Rac1 knockout in spinal motor neurons does not affect the glial inflammatory response
To determine whether Rac1 KO affected microglia or astrocyte reactivity following injury, we measured expression levels of IBA1 and GFAP immunoreactivity, e.g., microglia or astrocyte markers, respectively, in the spinal cord ventral horn (Fig. 4A–F). We observed no difference in the percent area immunolabelled for IBA1 or GFAP between SCI controls and SCI with conditional Rac1 knockout in motor neurons (P > 0.05; IBA1: SCI vs. SCI Rac1−/−, 9.0 ± 0.7 vs. 9.0 ± 1.1% area, and GFAP, 15.3 ± 6.5 vs. 17.0 ± 5.6% area; one-way ANOVA) (Fig. 4C, F). Several studies have reported that intravenously administered AAV9 can infect astrocytes due to bioavailability through the vascular route41,42. However, in pilot studies we calibrated our AAV injection protocol to restrict viral exposure through low volume intramuscular injections43. As a result, we observed close-to-none GFAP-positive cells expressing tdTomato (data not shown). Similarly, in agreement with other work, we observed no overlap between tdTomato expression and IBA1, demonstrating that AAV9CMVCre did not have affinity for microglia44,45.

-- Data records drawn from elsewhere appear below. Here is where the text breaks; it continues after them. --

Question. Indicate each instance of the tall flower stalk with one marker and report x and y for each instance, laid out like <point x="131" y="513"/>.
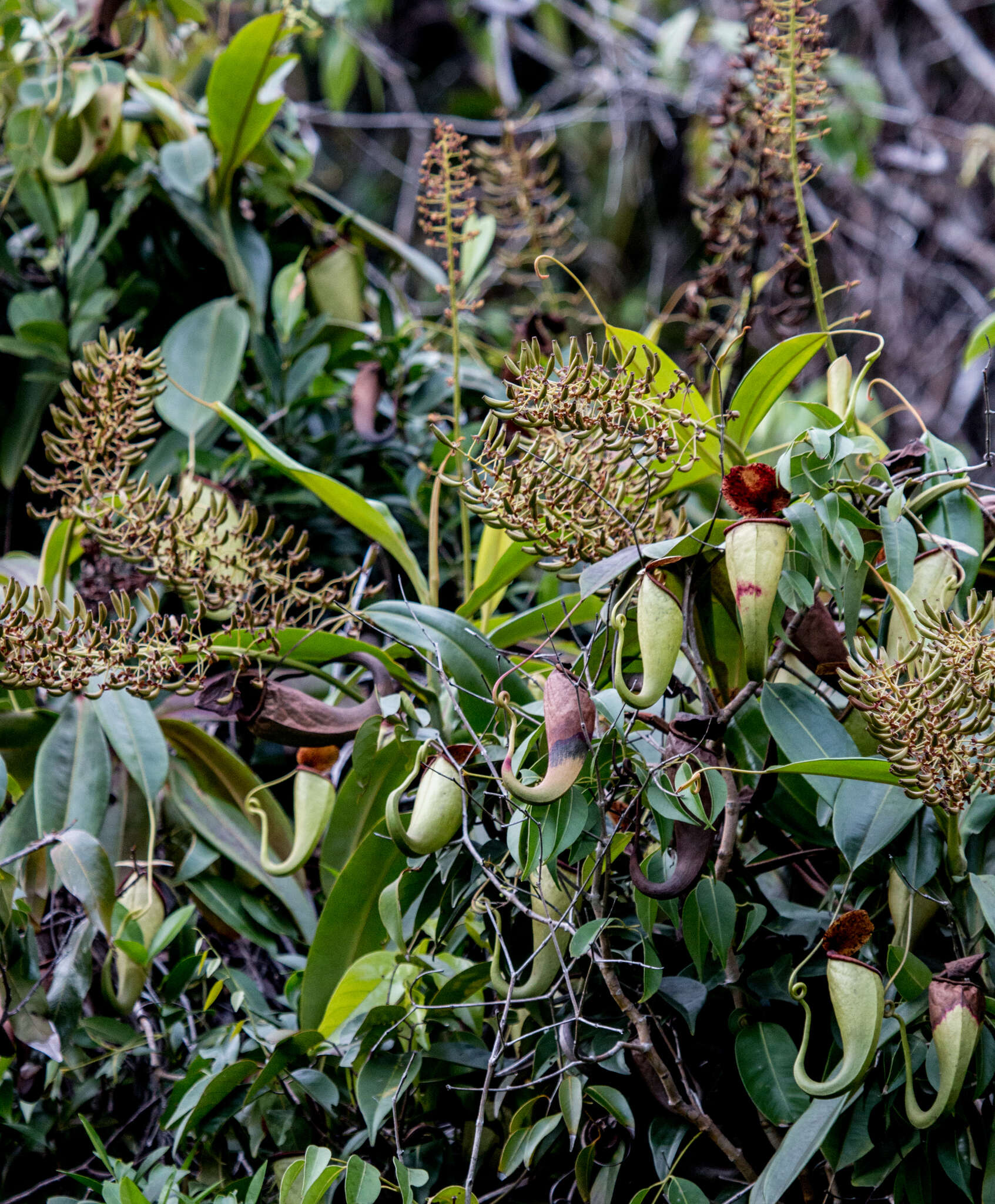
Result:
<point x="793" y="32"/>
<point x="445" y="203"/>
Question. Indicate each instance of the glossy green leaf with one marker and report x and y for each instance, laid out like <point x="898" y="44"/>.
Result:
<point x="614" y="1103"/>
<point x="186" y="165"/>
<point x="511" y="566"/>
<point x="427" y="269"/>
<point x="470" y="660"/>
<point x="226" y="901"/>
<point x="55" y="550"/>
<point x="866" y="819"/>
<point x="240" y="105"/>
<point x="383" y="1079"/>
<point x="203" y="353"/>
<point x="805" y="729"/>
<point x="718" y="908"/>
<point x="900" y="549"/>
<point x="684" y="1191"/>
<point x="800" y="1143"/>
<point x="170" y="930"/>
<point x="223" y="773"/>
<point x="233" y="834"/>
<point x="602" y="573"/>
<point x="766" y="1059"/>
<point x="86" y="872"/>
<point x="545" y="619"/>
<point x="767" y="381"/>
<point x="983" y="885"/>
<point x="454" y="1195"/>
<point x="72" y="775"/>
<point x="33" y="396"/>
<point x="479" y="233"/>
<point x="371" y="517"/>
<point x="857" y="768"/>
<point x="363" y="796"/>
<point x="350" y="924"/>
<point x="135" y="735"/>
<point x="696" y="936"/>
<point x="914" y="975"/>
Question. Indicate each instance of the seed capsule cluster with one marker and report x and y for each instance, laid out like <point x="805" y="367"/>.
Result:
<point x="199" y="544"/>
<point x="589" y="393"/>
<point x="584" y="465"/>
<point x="106" y="427"/>
<point x="46" y="644"/>
<point x="207" y="552"/>
<point x="932" y="711"/>
<point x="520" y="189"/>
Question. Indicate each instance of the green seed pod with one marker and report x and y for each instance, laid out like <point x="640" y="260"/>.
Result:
<point x="956" y="1015"/>
<point x="837" y="379"/>
<point x="130" y="974"/>
<point x="551" y="901"/>
<point x="659" y="626"/>
<point x="900" y="899"/>
<point x="314" y="797"/>
<point x="569" y="718"/>
<point x="438" y="810"/>
<point x="857" y="995"/>
<point x="755" y="556"/>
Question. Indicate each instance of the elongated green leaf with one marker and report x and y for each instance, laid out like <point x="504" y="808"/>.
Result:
<point x="371" y="517"/>
<point x="900" y="548"/>
<point x="805" y="729"/>
<point x="858" y="768"/>
<point x="86" y="872"/>
<point x="983" y="885"/>
<point x="470" y="660"/>
<point x="913" y="976"/>
<point x="313" y="647"/>
<point x="363" y="1184"/>
<point x="601" y="574"/>
<point x="289" y="1049"/>
<point x="223" y="773"/>
<point x="956" y="516"/>
<point x="800" y="1144"/>
<point x="363" y="797"/>
<point x="545" y="619"/>
<point x="72" y="777"/>
<point x="511" y="566"/>
<point x="22" y="734"/>
<point x="130" y="725"/>
<point x="427" y="269"/>
<point x="55" y="549"/>
<point x="767" y="381"/>
<point x="350" y="924"/>
<point x="239" y="106"/>
<point x="865" y="819"/>
<point x="380" y="1084"/>
<point x="614" y="1103"/>
<point x="687" y="397"/>
<point x="766" y="1059"/>
<point x="225" y="901"/>
<point x="203" y="353"/>
<point x="206" y="1095"/>
<point x="696" y="937"/>
<point x="232" y="832"/>
<point x="718" y="908"/>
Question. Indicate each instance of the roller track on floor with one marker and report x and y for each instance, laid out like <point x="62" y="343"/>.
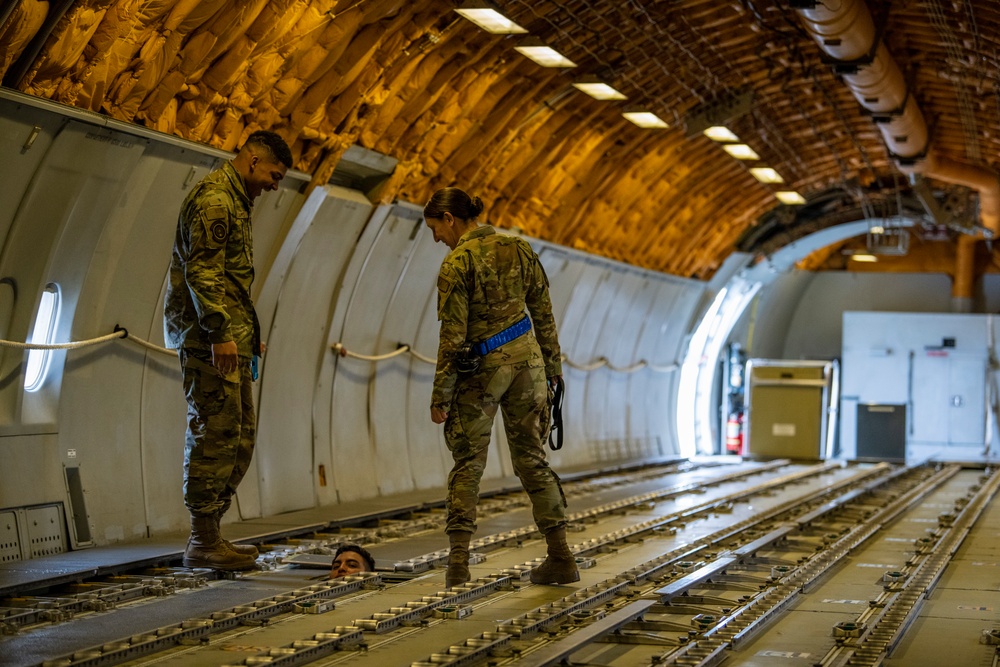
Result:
<point x="680" y="565"/>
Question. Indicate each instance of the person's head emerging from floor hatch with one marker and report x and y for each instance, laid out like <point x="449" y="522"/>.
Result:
<point x="351" y="559"/>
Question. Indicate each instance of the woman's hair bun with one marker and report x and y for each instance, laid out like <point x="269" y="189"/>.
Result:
<point x="476" y="207"/>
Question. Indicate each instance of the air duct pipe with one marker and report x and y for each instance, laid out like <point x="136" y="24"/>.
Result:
<point x="847" y="34"/>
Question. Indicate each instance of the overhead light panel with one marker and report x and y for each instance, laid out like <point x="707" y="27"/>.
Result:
<point x="489" y="19"/>
<point x="646" y="119"/>
<point x="790" y="197"/>
<point x="545" y="56"/>
<point x="766" y="175"/>
<point x="720" y="133"/>
<point x="599" y="91"/>
<point x="740" y="151"/>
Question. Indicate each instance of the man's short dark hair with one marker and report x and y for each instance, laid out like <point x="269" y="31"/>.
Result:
<point x="273" y="144"/>
<point x="358" y="549"/>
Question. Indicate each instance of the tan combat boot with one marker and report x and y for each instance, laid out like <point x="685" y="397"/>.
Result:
<point x="245" y="549"/>
<point x="206" y="549"/>
<point x="458" y="558"/>
<point x="559" y="566"/>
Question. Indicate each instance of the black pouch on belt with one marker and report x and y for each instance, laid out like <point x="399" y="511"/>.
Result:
<point x="467" y="361"/>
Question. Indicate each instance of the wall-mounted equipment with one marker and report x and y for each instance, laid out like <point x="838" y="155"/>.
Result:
<point x="791" y="408"/>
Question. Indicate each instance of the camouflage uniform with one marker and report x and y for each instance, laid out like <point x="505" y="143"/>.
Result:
<point x="483" y="287"/>
<point x="208" y="301"/>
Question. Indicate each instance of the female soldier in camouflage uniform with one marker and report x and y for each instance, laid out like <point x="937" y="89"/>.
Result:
<point x="484" y="284"/>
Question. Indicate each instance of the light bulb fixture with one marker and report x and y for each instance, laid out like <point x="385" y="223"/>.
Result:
<point x="740" y="151"/>
<point x="766" y="175"/>
<point x="790" y="197"/>
<point x="489" y="19"/>
<point x="545" y="56"/>
<point x="720" y="133"/>
<point x="599" y="90"/>
<point x="646" y="119"/>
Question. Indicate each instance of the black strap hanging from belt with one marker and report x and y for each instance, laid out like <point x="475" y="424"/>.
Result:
<point x="557" y="415"/>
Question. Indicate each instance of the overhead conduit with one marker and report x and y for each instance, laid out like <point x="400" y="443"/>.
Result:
<point x="846" y="32"/>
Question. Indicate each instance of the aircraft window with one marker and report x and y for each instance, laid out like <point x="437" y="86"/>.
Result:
<point x="42" y="333"/>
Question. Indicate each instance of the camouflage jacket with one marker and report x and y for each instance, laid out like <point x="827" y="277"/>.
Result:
<point x="211" y="269"/>
<point x="483" y="288"/>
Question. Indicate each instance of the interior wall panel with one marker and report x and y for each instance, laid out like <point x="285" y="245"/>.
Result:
<point x="599" y="406"/>
<point x="51" y="240"/>
<point x="122" y="284"/>
<point x="431" y="459"/>
<point x="667" y="329"/>
<point x="401" y="387"/>
<point x="366" y="287"/>
<point x="631" y="313"/>
<point x="285" y="469"/>
<point x="585" y="402"/>
<point x="329" y="269"/>
<point x="25" y="138"/>
<point x="583" y="281"/>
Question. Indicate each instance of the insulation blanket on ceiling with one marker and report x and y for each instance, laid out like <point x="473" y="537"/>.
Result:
<point x="18" y="30"/>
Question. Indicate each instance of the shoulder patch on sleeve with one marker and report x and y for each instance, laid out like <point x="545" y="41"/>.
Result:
<point x="217" y="222"/>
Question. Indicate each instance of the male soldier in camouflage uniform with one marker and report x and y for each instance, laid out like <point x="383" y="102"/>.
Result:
<point x="208" y="315"/>
<point x="484" y="284"/>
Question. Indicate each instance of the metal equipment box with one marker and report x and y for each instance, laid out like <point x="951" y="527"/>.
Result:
<point x="790" y="408"/>
<point x="881" y="432"/>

Viral-mediated Rac1 knockout reduces H-reflex hyperexcitability after SCI
To determine whether Rac1 disruption could reduce hyperreflexia after SCI, we performed longitudinal EMG recordings to measure changes in evoked M- and H-reflex response. Under normal conditions, evoked H-reflex response exhibits rate-dependent depression (RDD), whereby increased activity reduces the overall reflex output. In diseases and injuries associated with spasticity, however, H-reflex exhibits a loss of RDD8,26,29. In SCI, reduced H-reflex RDD (physiologically measured through %H-reflex response and H/M ratio) is an electrophysiological and clinical diagnosis of spasticity6,46,47,48.
To measure H-reflex and M-wave responses, we stimulated the tibial branch of the sciatic nerve and recorded from the plantar muscle21. To elicit the H-reflex, we used a paired-pulse stimulation protocol consisting of a control and test pulse, separated by a range of interpulse intervals (5–2000 ms). To quantify evoked H-reflex response, we calculated the %H reflex in each group by measured and normalized the maximum amplitude of the H-reflex response (evoked from the test pulse) with the maximum amplitude of the H-reflex (evoked by the control pulse) (Fig. 5D).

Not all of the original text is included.